It shows a number of things. One is that you can do casting with a comparatively small and simple hearth, with bellows feeding a tuyere. This is not of course news to many people, but it does also indicate the sort of improvements in technology that took place over the following 500 years as furnaces got bigger and bigger. Yet they could make some sophisticated and high quality items on such a small fire.
The hearth is clay lined, on stones, very simple to make, and only about 6 inches long.
He mentions some of his experiences, 15 minutes to melt a crucible of bronze is about right, I’ve done it in that time on my small setup. There is a photo of a double hearth, with one suggested for the melting, and one for heating moulds. I usually do both in the same hearth, which if it is large can mean losing a mould in the charcoal. Otherwise I just put a firebrick at the bottom at the far end of the oblong hearth, and thus less charcoal builds up there with less air getting at it, which ensures a lower temperature there, ideal for moulds.
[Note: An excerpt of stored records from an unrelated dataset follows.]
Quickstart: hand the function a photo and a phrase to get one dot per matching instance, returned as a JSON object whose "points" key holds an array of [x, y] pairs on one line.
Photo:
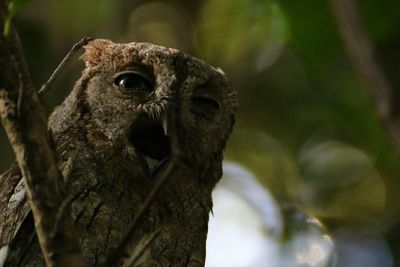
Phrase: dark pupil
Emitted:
{"points": [[130, 82]]}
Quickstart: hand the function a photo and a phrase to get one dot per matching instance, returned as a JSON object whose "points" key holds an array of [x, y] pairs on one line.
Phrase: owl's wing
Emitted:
{"points": [[15, 217]]}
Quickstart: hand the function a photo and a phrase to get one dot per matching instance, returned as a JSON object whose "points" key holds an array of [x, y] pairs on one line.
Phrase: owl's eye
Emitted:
{"points": [[130, 82]]}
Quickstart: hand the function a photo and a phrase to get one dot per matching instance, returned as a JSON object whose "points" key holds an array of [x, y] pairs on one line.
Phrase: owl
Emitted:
{"points": [[134, 106]]}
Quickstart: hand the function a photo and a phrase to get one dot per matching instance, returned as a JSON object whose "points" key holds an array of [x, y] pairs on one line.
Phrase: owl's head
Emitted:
{"points": [[131, 88]]}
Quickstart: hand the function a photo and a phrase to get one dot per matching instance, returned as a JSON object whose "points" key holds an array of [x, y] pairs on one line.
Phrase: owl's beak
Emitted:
{"points": [[150, 140]]}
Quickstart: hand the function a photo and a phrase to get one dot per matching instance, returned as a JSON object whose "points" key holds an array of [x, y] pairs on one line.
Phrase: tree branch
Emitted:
{"points": [[25, 123], [360, 50]]}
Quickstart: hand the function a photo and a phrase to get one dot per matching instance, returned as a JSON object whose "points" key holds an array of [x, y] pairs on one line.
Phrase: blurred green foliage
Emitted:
{"points": [[305, 122]]}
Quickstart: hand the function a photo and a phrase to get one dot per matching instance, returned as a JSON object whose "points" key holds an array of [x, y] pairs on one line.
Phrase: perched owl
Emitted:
{"points": [[111, 139]]}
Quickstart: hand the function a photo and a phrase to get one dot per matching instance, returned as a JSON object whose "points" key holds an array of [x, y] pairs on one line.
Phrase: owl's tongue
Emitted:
{"points": [[151, 143]]}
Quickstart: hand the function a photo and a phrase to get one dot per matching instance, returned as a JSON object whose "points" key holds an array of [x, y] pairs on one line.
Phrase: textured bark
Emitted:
{"points": [[102, 137], [25, 124]]}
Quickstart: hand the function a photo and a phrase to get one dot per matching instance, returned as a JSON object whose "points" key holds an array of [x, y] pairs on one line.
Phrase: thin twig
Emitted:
{"points": [[27, 132], [360, 50], [46, 86]]}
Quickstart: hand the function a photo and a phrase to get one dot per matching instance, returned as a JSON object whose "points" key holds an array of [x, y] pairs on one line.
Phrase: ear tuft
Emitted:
{"points": [[94, 51]]}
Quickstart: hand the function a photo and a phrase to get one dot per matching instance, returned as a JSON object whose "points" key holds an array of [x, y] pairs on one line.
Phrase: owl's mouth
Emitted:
{"points": [[151, 144]]}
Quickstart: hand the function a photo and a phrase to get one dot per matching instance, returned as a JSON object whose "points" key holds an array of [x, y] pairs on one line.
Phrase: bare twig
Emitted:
{"points": [[23, 118], [46, 86], [360, 50], [141, 249]]}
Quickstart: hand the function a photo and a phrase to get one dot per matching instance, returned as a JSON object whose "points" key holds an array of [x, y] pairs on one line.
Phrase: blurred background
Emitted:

He spends some time on the moulds, going over the advantages of lost wax casting.
It seems the crucibles were made from sand tempered clay, which is always good, but you could only get one or two meltings from each one, which I say is because it is hard to get the right sort of clay, he points out that the crucible turns glassy when used. If you use a whiter high alumina clay then it doesn’t get so glassy, but a high iron one glasses up very quickly. He then says that he uses sand tempered stoneware clay, as far as I can see stoneware clays are for higher temperature firing, and thus are more heat resistant, so of course that is what to use.
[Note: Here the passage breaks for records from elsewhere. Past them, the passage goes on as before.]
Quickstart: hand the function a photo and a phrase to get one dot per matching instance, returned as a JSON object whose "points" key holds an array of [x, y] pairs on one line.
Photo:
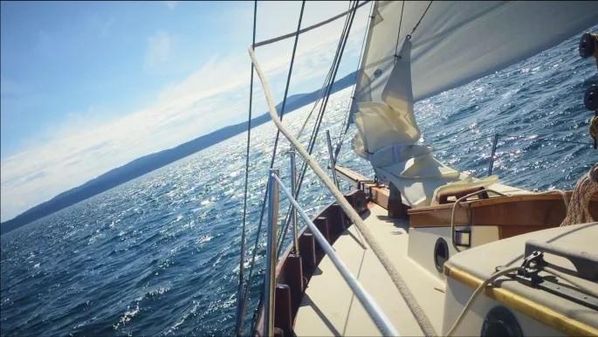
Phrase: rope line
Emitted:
{"points": [[399, 33], [306, 29], [420, 20], [240, 290], [335, 66], [384, 259], [346, 122], [273, 158]]}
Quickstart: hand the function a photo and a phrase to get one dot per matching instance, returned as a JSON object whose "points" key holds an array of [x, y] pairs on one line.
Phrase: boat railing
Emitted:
{"points": [[275, 185]]}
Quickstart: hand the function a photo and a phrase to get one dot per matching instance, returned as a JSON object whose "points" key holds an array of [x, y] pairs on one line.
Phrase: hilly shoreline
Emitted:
{"points": [[154, 161]]}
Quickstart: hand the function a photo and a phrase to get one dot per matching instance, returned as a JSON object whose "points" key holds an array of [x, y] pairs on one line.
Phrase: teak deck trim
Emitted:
{"points": [[558, 321]]}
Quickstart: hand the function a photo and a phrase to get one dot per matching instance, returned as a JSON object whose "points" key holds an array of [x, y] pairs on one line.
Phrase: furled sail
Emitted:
{"points": [[416, 49]]}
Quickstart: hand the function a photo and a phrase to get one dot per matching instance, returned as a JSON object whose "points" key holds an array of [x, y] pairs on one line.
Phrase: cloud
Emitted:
{"points": [[171, 4], [158, 50], [211, 97]]}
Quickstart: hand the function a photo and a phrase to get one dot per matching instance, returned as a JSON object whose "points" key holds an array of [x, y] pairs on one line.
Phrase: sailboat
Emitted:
{"points": [[418, 247]]}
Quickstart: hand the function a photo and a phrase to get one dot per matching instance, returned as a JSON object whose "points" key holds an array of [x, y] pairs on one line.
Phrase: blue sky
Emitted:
{"points": [[88, 86]]}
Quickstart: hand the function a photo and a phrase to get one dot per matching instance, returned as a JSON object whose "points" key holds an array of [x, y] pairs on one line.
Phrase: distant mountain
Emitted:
{"points": [[151, 162]]}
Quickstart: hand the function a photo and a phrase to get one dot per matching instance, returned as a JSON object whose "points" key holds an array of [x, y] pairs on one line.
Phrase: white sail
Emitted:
{"points": [[450, 44]]}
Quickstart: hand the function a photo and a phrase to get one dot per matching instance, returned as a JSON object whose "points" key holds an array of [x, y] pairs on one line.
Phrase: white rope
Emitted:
{"points": [[418, 313], [475, 295], [458, 202]]}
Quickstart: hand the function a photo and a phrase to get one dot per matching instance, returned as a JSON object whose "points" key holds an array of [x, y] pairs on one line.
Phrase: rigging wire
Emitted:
{"points": [[346, 123], [420, 20], [240, 291], [272, 159], [335, 66], [306, 29], [399, 33]]}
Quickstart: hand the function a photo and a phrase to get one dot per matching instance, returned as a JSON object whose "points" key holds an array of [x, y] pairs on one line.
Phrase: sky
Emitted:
{"points": [[89, 86]]}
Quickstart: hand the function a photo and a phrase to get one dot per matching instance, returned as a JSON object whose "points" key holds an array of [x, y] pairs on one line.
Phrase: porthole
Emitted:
{"points": [[440, 253], [500, 321]]}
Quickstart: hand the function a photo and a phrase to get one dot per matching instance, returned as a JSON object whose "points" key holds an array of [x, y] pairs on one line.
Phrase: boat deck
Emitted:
{"points": [[329, 308]]}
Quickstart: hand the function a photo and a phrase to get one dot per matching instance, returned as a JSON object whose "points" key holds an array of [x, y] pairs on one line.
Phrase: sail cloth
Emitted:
{"points": [[453, 43]]}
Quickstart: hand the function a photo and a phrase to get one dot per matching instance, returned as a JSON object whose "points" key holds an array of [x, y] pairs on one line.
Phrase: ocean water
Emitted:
{"points": [[159, 255]]}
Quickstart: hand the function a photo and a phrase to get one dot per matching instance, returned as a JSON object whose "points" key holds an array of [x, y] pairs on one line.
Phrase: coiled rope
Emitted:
{"points": [[579, 205]]}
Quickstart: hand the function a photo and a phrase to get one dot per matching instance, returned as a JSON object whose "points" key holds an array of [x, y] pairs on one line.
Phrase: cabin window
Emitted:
{"points": [[440, 253], [500, 321]]}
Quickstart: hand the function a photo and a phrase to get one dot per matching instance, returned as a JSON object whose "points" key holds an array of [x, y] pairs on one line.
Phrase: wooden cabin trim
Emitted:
{"points": [[539, 312]]}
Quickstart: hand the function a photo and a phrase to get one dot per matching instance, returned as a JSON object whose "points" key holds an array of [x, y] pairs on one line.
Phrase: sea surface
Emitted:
{"points": [[159, 255]]}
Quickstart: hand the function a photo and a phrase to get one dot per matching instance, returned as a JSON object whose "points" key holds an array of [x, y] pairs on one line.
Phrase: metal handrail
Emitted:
{"points": [[374, 311], [271, 255]]}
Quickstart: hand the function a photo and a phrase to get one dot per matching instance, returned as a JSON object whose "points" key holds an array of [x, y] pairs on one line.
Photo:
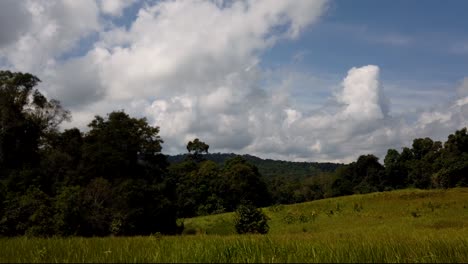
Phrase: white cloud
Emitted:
{"points": [[114, 7], [56, 27], [194, 69]]}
Interestingly potters have evolved their own separate nomenclature that is not directly based on scientific analysis, so they say stoneware or earthenware or describe a clay by it’s type of firing and colour.
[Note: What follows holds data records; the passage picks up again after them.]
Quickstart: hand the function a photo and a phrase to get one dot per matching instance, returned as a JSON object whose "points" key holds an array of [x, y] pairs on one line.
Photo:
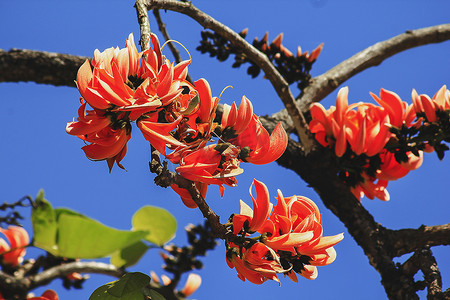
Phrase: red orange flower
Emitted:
{"points": [[192, 284], [18, 239], [364, 128], [108, 140]]}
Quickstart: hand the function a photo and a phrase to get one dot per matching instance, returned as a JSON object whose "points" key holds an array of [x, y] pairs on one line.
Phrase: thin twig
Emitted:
{"points": [[27, 283], [173, 49]]}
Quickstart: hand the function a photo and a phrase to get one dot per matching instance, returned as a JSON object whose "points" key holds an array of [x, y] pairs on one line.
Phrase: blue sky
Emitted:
{"points": [[37, 153]]}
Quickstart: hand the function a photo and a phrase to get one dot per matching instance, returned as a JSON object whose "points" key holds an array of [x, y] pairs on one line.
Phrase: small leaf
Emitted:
{"points": [[82, 237], [192, 105], [128, 287], [160, 224], [130, 255]]}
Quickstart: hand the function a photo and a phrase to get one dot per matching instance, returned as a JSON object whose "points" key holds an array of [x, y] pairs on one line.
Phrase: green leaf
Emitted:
{"points": [[130, 255], [67, 233], [44, 223], [154, 295], [160, 224], [129, 287]]}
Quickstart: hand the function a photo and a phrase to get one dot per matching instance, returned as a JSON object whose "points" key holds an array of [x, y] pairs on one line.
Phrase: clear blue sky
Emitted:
{"points": [[37, 153]]}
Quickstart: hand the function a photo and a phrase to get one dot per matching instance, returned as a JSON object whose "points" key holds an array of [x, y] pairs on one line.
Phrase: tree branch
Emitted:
{"points": [[324, 84], [409, 240], [173, 49], [39, 66], [19, 286], [278, 82], [424, 260]]}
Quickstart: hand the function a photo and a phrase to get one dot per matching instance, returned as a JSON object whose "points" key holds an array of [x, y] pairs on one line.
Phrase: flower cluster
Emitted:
{"points": [[192, 284], [145, 87], [291, 238], [359, 134], [18, 239]]}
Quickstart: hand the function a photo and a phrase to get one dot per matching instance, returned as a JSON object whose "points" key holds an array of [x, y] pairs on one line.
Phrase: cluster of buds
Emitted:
{"points": [[294, 68], [145, 87], [379, 143], [434, 113], [290, 240]]}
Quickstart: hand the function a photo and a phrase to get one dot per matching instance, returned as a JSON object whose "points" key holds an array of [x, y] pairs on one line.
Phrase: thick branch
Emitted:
{"points": [[39, 66], [424, 260], [280, 85], [409, 240], [173, 49]]}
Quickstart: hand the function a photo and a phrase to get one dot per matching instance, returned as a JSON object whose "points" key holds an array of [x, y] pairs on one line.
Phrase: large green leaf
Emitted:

Now, one of the interesting things is that he says the mould (made from clay, sand and horse dung) should be completely burnt through, with no organic matter left. This is partly to ensure that there is no unreacted lime within the mould, from the clay. Yet he says that this is in contrast to the historic moulds, which are often poorly burnt, oxidised red on the outside and black through the middle, which can make the casting hard to do. The reasons he suggests for successful casting are that they used zinc copper alloys which were better at getting into the moulds through being less viscous and having a lower temp.
Importantly he notes that the clay mould conduct heat slowly, so you have time to take it out the fire and pour into it without rushing, which is a good point. This also permits the manufacture of finely details pieces, because the metal stays liquid enough to get into all the corners.
Clearly I have a lot of practise left to do because my castings don’t turn out the way his do. The secret is in the mould.